A Patented Approach to Fighting Cancer

    Christmas ferns are pretty ordinary plants in the botanical world – they are in abundance in the eastern half of the United States, and if you walk through a shaded area of a park, you can find them pretty easily.

    Yet the properties inside this ostensibly unremarkable fern may be a catalyst toward combatting an aggressive form of brain cancer. So says, Sarah Crawford, a professor of biology at Southern who has an extensive background in cancer research.

    But her statement is more than just an abstract theoretical possibility. An extract made from the Christmas fern has demonstrated anti-cancer properties in pre-clinical testing conducted by Crawford and her students. In fact, the results were impressive enough to spur the U.S. Patent Office to award Crawford, as well as Erin Boisvert, a former student of Crawford, a patent for the extract.

    “This is really exciting news,” Crawford says. “I applied for the patent more than six years ago and was hopeful it would grant its approval. But it’s a long, thorough process. You’re never quite sure whether it is going to be approved or not.”

    The extract was tested as part of a three-component cocktail – carmustine, a powerful chemotherapy drug used to treat brain cancer; curcumin, the active ingredient in the spice turmeric that has anti-inflammatory qualities; and polystichum acrostichoides, the technical name for the Christmas fern. The plant is believed to have antioxidant properties, but to Crawford’s knowledge, it has not previously undergone rigorous testing for its anti-cancer ability.

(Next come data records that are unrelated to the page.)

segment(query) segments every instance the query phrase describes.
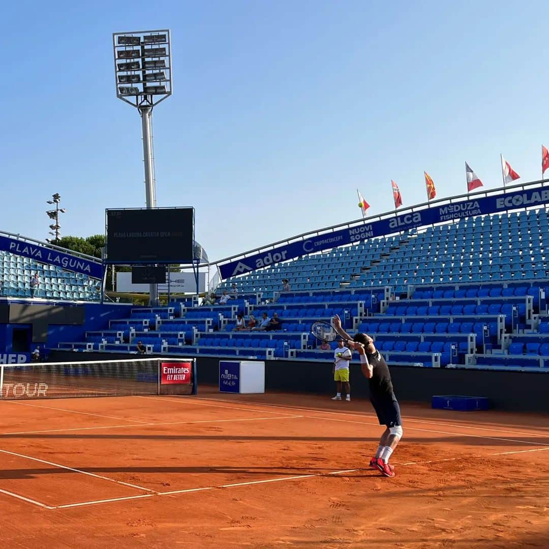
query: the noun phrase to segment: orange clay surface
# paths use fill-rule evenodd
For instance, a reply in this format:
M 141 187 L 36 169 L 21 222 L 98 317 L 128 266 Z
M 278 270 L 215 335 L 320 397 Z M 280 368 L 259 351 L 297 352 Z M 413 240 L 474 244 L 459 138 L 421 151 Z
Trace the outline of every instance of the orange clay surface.
M 549 416 L 271 393 L 0 401 L 0 547 L 549 547 Z

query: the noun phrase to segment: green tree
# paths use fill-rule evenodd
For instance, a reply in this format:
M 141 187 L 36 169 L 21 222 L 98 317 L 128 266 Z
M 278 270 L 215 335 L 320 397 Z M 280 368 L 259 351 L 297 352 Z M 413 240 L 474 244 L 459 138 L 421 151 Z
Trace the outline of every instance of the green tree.
M 61 248 L 66 248 L 72 251 L 77 251 L 81 254 L 86 254 L 94 257 L 100 259 L 102 257 L 102 248 L 105 247 L 105 236 L 104 234 L 92 234 L 91 236 L 83 238 L 82 237 L 74 237 L 68 236 L 61 237 L 57 240 L 52 240 L 52 244 Z M 112 269 L 111 265 L 107 267 L 106 289 L 111 291 L 112 288 Z M 126 266 L 121 266 L 116 267 L 119 272 L 127 272 L 131 271 L 131 267 Z

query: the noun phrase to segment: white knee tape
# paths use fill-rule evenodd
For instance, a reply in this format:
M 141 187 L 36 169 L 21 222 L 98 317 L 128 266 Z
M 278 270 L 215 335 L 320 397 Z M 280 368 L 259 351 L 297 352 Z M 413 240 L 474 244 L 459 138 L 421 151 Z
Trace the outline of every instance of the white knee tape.
M 399 439 L 402 437 L 402 428 L 400 425 L 397 425 L 396 427 L 390 427 L 389 432 L 391 435 L 396 435 Z

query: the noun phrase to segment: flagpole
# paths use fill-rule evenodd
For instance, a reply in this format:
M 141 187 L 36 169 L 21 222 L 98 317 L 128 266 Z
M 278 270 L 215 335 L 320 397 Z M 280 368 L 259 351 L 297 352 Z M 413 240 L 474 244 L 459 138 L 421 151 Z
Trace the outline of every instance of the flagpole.
M 356 189 L 356 194 L 358 195 L 358 203 L 360 203 L 362 201 L 360 198 L 360 193 L 358 192 L 358 189 Z M 362 219 L 364 219 L 364 208 L 361 208 L 360 211 L 362 212 Z

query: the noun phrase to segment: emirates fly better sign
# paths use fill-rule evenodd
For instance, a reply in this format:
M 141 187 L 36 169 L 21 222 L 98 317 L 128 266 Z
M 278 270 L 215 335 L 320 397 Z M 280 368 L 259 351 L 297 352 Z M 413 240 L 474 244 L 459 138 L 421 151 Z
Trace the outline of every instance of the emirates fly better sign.
M 190 383 L 191 367 L 191 362 L 162 362 L 160 383 L 163 385 Z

    The tests showed that the cocktail was effective in killing nearly half of the cancer cells in tiny tumors created in the Biology Department lab – far more effective than use of any of the three substances alone. “I won’t rest until we can kill 100 percent of the cancer cells, but it’s a good start,” she says, adding that she plans to experiment by using different levels of each substance to see if that increases the efficacy of the extract’s anti-cancer properties. She said she also may test other chemotherapy drugs with the Christmas fern and curcumin.

    Crawford says that a reduction in the level of carmustine, but maintaining or increasing the effectiveness of the cocktail, would be ideal. That could reduce the side effects commonly associated with chemotherapy drugs.

    The tests were conducted on glioblastoma multiforme, considered to be the most deadly form of brain cancer with a fatality rate of more than 90 percent within five years.

    Two current students are assisting Crawford with this project.

    Brielle Hayward, who is a graduate fellow, is examining the Christmas fern’s antioxidant properties and comparing its anti-cancer effects with other phytochemical antioxidants, such as American and Korean ginseng.

    Paulina Mrowiec, who is a member of the Honors College, is continuing her research on the project after completing an undergraduate thesis last spring on pre-clinical models for cancer drug testing.

    Crawford says she looks forward to the opening of the Academic and Laboratory Science Building, scheduled for 2015, which promises state-of-the-art facilities and equipment to conduct further research.